When considering Chaos Engineering kubernetes, we must start from the beginning. It was not too long ago that applications were running in single private data centers, potentially two data centers for high availability. These data centers were on-premises and all components were housed internally. Life was easy and troubleshooting and monitoring any issues could be done by a single team, if not a single person with predefined dashboards. Failures were known and there was a capacity planning strategy that did not change too much. The network and infrastructure had fixed perimeters and were pretty static. There weren’t that many changes to the stack, for example, daily. Agility was at an all-time low, but that did not matter for the environments that the application and infrastructure were housed.
Diagram: Chaos Engineering Principles.
However, nowadays we are in a completely different environment. Complexity is at an all-time high and agility in business is a critical factor. Now we have distributed applications with components/services located in many different places and types of places, on-premises and in the cloud with dependencies on both local and remote services. So, in this land of complexity, we need to find system reliability. A reliable system is one that you can trust will be reliable.
Diagram: System Reliability: Link to YouTube video.
Beyond the Complexity Horizon
Therefore, monitoring and troubleshooting are a lot harder, especially as everything is interconnected in ways that make it difficult for a single person in one team to fully understand what is going on. The edge of the network and application boundary surpasses one location and one team. Enterprise systems have gone beyond the complexity horizon and you can’t understand every bit of every single system. Even if you are a developer and closely related to the system and truly understand the nuts and bolts of the application and its code. No one can understand every bit of every single system. So being able to find the correct information is essential, but once you find it, you have to give it to those who can fix it. So monitoring is not just about finding out what is wrong but it needs to alert and these alerts need to be actionable.
Troubleshooting: Chaos Engineering Kubernetes
The goal of Chaos Engineering is to improve the reliability of a system by ensuring it can withstand turbulent conditions. Chaos Engineering makes Kubernetes more secure. So if you are adopting Kubernetes you should adopt Chaos Engineering and have it as an integral part of your monitoring and troubleshooting strategy. Firstly we can pinpoint the application errors and understand at best how these errors arose. This could be anything from badly ordered scripts on a web page to let say a database query that has bad sequel calls or even unoptimized code-level issues. Or there could be something more fundamental going on. It is common to have issues with how something is packaged into a container. You can pull in the incorrect libraries or even you are using a debug version of the container. Or there could be nothing wrong with the packaging and containerization of the container; it is all about where the container is being deployed. Here, there could be something wrong with the infrastructure, either a physical or logical problem. Bad configuration or a hardware fault somewhere in the application path.
Diagram: Chaos Engineering Kubernetes.
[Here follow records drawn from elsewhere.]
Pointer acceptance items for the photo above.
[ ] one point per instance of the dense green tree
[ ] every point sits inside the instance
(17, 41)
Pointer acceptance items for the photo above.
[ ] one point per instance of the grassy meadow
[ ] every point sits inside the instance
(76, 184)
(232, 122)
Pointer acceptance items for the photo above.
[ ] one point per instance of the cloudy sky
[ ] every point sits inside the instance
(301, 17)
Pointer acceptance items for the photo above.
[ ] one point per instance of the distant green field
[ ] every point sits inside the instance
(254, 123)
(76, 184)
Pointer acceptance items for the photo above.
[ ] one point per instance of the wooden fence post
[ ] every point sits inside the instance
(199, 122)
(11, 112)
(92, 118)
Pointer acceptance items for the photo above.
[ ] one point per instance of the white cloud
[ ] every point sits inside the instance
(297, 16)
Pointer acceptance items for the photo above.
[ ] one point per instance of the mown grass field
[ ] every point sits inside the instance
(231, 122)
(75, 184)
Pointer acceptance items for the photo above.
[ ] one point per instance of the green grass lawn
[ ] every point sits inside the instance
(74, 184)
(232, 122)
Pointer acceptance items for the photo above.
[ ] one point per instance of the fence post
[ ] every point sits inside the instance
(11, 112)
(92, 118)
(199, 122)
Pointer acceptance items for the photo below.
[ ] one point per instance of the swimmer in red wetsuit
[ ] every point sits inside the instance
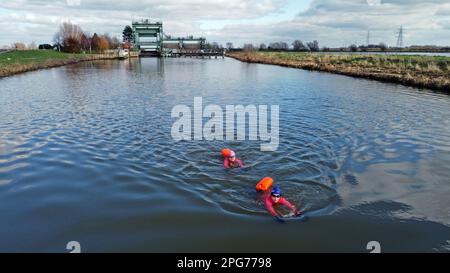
(273, 199)
(232, 162)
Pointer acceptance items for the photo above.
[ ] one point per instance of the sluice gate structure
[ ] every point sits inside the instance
(149, 40)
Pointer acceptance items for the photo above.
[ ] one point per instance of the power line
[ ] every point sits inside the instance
(368, 38)
(400, 37)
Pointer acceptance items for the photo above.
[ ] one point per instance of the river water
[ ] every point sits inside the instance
(86, 154)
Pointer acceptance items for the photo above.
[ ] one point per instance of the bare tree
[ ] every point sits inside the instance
(299, 46)
(68, 37)
(18, 46)
(32, 46)
(313, 46)
(279, 46)
(249, 47)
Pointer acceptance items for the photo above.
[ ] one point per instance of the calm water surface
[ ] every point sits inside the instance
(86, 154)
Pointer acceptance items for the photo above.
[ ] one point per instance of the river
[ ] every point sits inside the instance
(86, 154)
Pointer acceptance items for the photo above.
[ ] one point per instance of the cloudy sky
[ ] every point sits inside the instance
(332, 22)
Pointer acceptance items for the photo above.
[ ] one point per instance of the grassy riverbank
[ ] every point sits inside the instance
(15, 62)
(418, 71)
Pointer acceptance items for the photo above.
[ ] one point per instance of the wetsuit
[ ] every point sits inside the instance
(236, 164)
(282, 201)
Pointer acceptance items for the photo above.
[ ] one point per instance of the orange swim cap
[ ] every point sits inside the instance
(264, 184)
(226, 152)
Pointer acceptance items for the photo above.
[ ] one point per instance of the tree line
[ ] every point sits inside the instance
(297, 45)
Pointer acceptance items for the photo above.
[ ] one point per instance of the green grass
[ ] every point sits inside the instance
(441, 63)
(34, 57)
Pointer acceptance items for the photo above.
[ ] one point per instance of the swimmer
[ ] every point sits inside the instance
(232, 162)
(274, 198)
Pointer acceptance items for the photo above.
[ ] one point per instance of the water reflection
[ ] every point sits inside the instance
(353, 153)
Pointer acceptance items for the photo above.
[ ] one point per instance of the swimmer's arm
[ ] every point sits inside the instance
(289, 205)
(271, 209)
(226, 164)
(240, 163)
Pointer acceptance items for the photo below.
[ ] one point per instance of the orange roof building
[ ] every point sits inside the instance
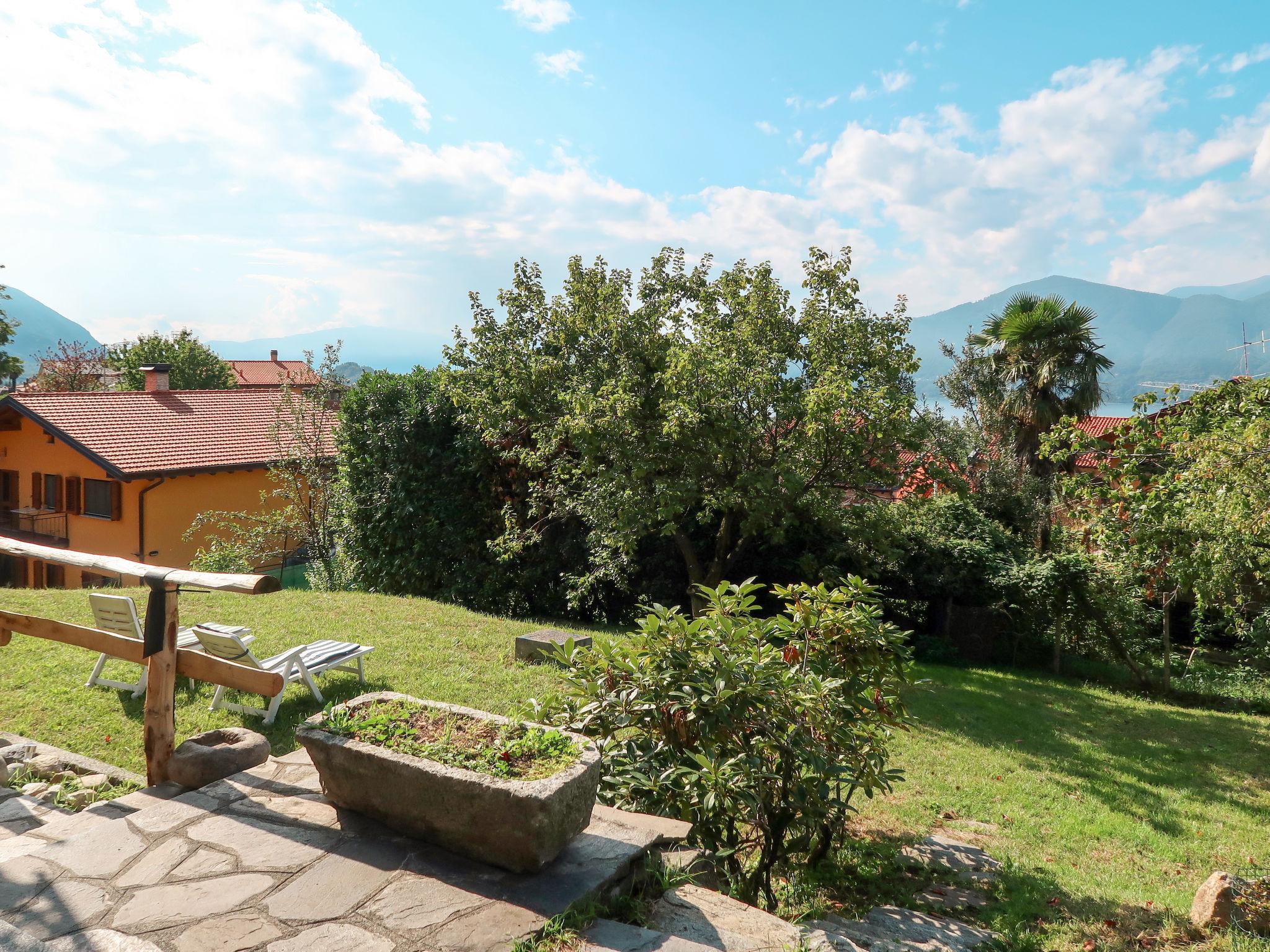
(126, 472)
(272, 372)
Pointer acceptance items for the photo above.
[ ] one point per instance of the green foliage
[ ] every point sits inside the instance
(426, 498)
(195, 366)
(1181, 506)
(758, 730)
(512, 751)
(708, 414)
(305, 508)
(1044, 364)
(224, 555)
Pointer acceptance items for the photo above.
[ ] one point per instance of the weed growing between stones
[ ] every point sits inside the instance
(511, 751)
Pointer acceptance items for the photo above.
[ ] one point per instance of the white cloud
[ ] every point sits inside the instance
(540, 15)
(1241, 61)
(799, 103)
(814, 151)
(559, 65)
(895, 81)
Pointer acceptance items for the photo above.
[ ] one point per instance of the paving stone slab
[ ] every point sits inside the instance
(66, 906)
(102, 852)
(23, 808)
(14, 941)
(173, 813)
(339, 883)
(24, 879)
(310, 809)
(415, 903)
(263, 845)
(334, 937)
(609, 936)
(723, 923)
(102, 941)
(203, 862)
(149, 796)
(940, 852)
(153, 868)
(229, 933)
(920, 927)
(159, 907)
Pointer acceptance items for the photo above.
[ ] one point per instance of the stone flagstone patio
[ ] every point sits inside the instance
(262, 861)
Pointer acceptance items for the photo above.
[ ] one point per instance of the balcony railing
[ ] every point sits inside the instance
(43, 527)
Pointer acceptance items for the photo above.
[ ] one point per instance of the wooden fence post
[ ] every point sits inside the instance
(161, 715)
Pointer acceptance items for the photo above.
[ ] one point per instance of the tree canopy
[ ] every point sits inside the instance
(709, 413)
(195, 366)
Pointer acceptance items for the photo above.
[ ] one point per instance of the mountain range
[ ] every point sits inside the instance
(1183, 337)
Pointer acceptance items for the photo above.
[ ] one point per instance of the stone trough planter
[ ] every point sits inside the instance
(518, 826)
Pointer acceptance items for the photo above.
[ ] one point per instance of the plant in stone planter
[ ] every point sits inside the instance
(758, 730)
(484, 786)
(515, 751)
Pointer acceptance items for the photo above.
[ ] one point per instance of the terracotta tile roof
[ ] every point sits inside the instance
(146, 433)
(272, 374)
(1101, 427)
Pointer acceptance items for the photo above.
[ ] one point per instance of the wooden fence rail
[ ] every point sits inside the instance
(164, 660)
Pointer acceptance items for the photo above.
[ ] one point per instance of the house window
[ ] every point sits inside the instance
(52, 491)
(97, 498)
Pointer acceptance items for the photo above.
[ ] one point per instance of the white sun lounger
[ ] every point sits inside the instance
(118, 616)
(300, 664)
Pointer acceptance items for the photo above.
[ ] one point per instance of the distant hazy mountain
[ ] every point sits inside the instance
(41, 329)
(1237, 293)
(381, 348)
(1169, 338)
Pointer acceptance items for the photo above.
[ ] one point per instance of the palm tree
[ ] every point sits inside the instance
(1047, 362)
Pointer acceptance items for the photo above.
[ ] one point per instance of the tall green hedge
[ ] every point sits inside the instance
(426, 496)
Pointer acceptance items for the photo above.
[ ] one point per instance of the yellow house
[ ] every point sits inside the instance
(125, 472)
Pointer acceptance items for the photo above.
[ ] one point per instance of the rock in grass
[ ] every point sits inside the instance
(45, 765)
(1214, 902)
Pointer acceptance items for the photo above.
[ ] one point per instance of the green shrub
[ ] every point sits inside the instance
(758, 730)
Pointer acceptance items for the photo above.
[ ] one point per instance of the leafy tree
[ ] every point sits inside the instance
(1043, 363)
(758, 730)
(1180, 507)
(708, 414)
(11, 364)
(195, 366)
(426, 496)
(73, 366)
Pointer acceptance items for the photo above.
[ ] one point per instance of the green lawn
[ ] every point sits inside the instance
(1114, 806)
(422, 648)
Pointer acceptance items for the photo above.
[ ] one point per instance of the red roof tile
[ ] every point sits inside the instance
(1101, 427)
(272, 374)
(145, 433)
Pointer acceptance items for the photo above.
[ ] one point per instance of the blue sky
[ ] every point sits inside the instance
(263, 168)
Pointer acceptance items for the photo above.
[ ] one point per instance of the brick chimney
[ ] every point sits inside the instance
(156, 376)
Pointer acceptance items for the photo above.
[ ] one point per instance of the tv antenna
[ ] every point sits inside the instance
(1248, 343)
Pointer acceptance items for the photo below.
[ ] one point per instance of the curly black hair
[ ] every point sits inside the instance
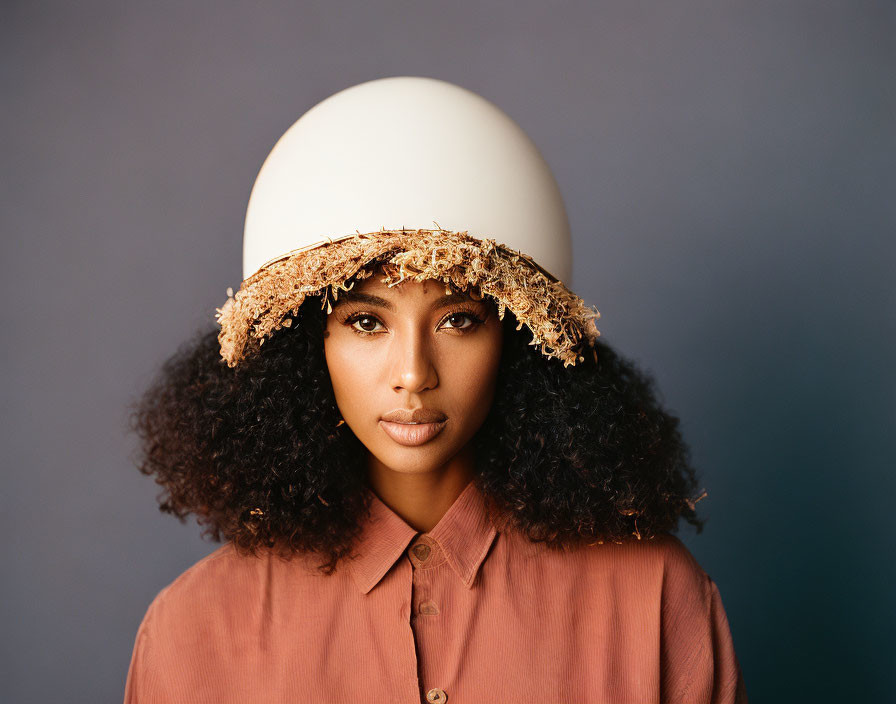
(567, 455)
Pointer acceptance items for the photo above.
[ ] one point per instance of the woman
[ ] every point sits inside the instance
(434, 483)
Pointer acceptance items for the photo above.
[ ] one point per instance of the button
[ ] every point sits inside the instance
(422, 551)
(436, 695)
(429, 607)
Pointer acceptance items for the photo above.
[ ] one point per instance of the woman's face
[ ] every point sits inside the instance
(410, 349)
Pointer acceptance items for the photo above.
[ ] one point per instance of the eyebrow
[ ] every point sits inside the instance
(370, 299)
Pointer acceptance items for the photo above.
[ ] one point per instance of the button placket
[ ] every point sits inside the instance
(436, 696)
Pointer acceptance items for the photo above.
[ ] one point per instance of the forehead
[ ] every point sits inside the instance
(372, 290)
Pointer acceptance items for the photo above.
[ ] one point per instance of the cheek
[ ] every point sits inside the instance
(472, 376)
(349, 379)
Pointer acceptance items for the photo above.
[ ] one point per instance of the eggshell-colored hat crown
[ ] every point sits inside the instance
(425, 178)
(406, 153)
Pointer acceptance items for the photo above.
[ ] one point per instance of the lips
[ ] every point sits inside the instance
(413, 427)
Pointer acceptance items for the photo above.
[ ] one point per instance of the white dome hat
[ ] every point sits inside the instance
(420, 173)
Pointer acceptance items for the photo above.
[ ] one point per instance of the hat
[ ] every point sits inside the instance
(428, 180)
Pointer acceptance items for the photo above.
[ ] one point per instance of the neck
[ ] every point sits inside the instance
(421, 499)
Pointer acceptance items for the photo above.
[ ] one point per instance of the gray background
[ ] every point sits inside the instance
(728, 171)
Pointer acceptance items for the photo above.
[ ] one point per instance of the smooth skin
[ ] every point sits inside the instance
(413, 346)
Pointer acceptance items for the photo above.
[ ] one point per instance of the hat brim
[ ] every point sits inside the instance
(561, 324)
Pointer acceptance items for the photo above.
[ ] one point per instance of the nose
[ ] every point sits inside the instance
(413, 367)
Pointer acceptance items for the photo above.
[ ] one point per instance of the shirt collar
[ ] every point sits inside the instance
(464, 533)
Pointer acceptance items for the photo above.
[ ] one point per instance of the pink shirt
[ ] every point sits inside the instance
(462, 614)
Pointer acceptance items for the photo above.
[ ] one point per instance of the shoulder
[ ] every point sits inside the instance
(663, 557)
(221, 588)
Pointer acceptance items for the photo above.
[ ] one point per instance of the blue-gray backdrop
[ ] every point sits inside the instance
(728, 169)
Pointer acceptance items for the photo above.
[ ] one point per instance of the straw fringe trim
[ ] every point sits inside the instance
(561, 324)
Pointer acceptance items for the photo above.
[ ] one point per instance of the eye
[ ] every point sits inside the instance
(457, 317)
(366, 321)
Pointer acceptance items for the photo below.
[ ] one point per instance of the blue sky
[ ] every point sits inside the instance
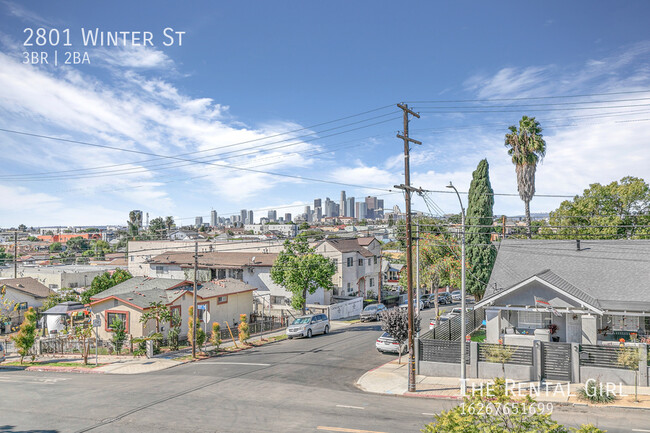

Link to YouTube video.
Non-ephemeral and ephemeral services
With the introduction of container and microservices, monitoring solutions need to manage non-ephemeral and ephemeral services. We are collecting data for applications that consist of many different services. So when it comes to container monitoring and performing chaos engineering kubernetes tests we need to fully understand the nature and the application that lays upon. Everything is dynamic by nature. You need to have monitoring and troubleshooting in place that can handle the dynamic and transient nature. When it comes to monitoring a containerized infrastructure, you should consider the following.
- Container Lifespan: Containers have a short lifespan, whereby containers are provisioned and commissioned based on demand. This is in comparison to the VM or bare-metal workloads that generally have a longer lifespan. As a generic guideline, containers have an average lifespan of 2.5 days, while traditional and cloud-based VMs have an average lifespan of 23 days. Containers can move and they do move frequently. One day we could have workload A on a cluster host A, and the next day or even on the same day, the same cluster host could be hosting Application workload B. Therefore, there could be different types of impacts depending on the time of day.
- Containers are Temporary: Containers are dynamically provisioned for specific use cases on a temporary basis. For example, we could have a new container based on a certain image. There will be new network connections set up for that container, storage, and any integrations to other services that make the application work. All of which is done dynamically and can be on a temporary basis.
- Different levels of monitoring: We have many different levels to monitor in a Kubernetes environment. The components that make up the Kubernetes deployment will affect application performance. We have, for example, nodes, pods, and application containers. We have monitoring at different levels, such as the VM, storage, and the microservice level.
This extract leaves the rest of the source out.